World's toughest course?

The main road through the town of Carnoustie is a bleak street, framed by gray, sooty storefronts, a macadam so narrow you'll find yourself jumping a curb to let an oncoming double-decker bus rumble by. Turn right and ease through a skinny tunnel beneath the Dundee to Arbroath railway line, then right again, and you're at the municipally owned Carnoustie Golf Links, equally bleak, at first glance.

Carnoustie's Championship Course, acknowledged as one of the toughest in the world-perhaps the toughest-takes time to savor and appreciate.

Just inland from the North Sea, which is visible only from the 15th hole, the course is always exposed to the elements. But unlike most firm, fast, sand-based links, Carnoustie doesn't march out in one direction, then backtrack on the inward nine. Its holes change direction constantly. No more than two in a row face the same angle to the wind.
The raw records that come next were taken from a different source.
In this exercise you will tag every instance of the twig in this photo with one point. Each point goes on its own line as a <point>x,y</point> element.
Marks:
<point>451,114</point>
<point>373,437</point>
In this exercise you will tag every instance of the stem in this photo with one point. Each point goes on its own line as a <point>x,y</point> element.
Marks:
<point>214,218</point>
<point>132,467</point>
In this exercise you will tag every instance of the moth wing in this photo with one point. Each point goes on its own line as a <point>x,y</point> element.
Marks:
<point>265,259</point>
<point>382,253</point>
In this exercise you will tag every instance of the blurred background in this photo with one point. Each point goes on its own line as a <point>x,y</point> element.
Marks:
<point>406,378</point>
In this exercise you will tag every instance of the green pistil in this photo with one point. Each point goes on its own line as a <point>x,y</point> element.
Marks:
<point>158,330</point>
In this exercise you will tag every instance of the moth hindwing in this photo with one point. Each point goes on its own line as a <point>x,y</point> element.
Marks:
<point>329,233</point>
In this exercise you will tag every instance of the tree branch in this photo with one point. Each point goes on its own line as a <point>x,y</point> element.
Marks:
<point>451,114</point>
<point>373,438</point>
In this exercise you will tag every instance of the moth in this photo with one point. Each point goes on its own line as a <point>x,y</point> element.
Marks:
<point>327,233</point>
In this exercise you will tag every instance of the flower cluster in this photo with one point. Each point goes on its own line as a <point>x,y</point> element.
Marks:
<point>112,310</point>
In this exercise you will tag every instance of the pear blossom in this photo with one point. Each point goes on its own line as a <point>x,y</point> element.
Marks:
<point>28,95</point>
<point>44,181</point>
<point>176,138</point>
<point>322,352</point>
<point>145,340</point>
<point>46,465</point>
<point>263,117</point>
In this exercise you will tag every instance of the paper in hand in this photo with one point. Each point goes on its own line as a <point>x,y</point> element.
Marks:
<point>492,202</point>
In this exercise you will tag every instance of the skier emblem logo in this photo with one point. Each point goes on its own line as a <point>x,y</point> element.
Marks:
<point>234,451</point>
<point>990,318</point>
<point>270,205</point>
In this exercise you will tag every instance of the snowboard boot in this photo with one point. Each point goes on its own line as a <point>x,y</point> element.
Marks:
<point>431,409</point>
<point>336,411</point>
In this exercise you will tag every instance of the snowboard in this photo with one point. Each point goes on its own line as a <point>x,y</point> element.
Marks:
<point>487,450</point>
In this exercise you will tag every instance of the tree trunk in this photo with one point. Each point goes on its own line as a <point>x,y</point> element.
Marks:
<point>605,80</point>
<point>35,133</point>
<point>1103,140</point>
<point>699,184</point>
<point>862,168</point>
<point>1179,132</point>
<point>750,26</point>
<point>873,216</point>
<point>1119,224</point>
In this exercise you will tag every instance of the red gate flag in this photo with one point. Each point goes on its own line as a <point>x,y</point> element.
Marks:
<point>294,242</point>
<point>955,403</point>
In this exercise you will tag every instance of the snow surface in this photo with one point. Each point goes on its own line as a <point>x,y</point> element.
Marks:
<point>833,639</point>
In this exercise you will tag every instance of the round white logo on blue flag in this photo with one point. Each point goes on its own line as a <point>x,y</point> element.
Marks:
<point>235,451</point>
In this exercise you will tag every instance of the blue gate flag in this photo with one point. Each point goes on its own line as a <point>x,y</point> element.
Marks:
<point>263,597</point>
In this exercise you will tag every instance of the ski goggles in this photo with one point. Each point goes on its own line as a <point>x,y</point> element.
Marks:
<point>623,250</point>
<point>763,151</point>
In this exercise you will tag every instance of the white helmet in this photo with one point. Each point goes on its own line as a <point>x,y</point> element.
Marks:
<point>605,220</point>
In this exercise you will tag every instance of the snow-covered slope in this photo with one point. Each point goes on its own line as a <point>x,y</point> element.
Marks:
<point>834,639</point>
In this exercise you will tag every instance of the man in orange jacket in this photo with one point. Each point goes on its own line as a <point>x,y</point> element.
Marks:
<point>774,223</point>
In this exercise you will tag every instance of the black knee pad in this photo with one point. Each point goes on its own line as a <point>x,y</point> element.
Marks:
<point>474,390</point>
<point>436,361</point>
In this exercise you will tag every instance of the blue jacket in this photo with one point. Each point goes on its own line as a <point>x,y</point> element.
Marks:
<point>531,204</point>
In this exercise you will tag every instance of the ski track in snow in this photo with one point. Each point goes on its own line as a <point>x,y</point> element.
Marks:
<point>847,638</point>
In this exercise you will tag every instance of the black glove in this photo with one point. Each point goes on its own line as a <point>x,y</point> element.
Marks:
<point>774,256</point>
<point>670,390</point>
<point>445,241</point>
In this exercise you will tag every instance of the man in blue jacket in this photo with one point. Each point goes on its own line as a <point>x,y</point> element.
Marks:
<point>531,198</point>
Its bunkers, as at most Scottish links, have vertical revetted walls of turf. But some aren't ovals. They twist and turn, distorting their walls into canted, even convex faces. Braid bunkers, locals call those concoctions, after their author, architect James Braid.

In other words, it's a fascinating design. The more you dig at Carnoustie, the more you understand. But, in this age of instant analysis, it's easier to be glib than accurate. Which is why, as Carnoustie prepares for its seventh British Open Championship, most will revisit the howls it generated at its last meeting.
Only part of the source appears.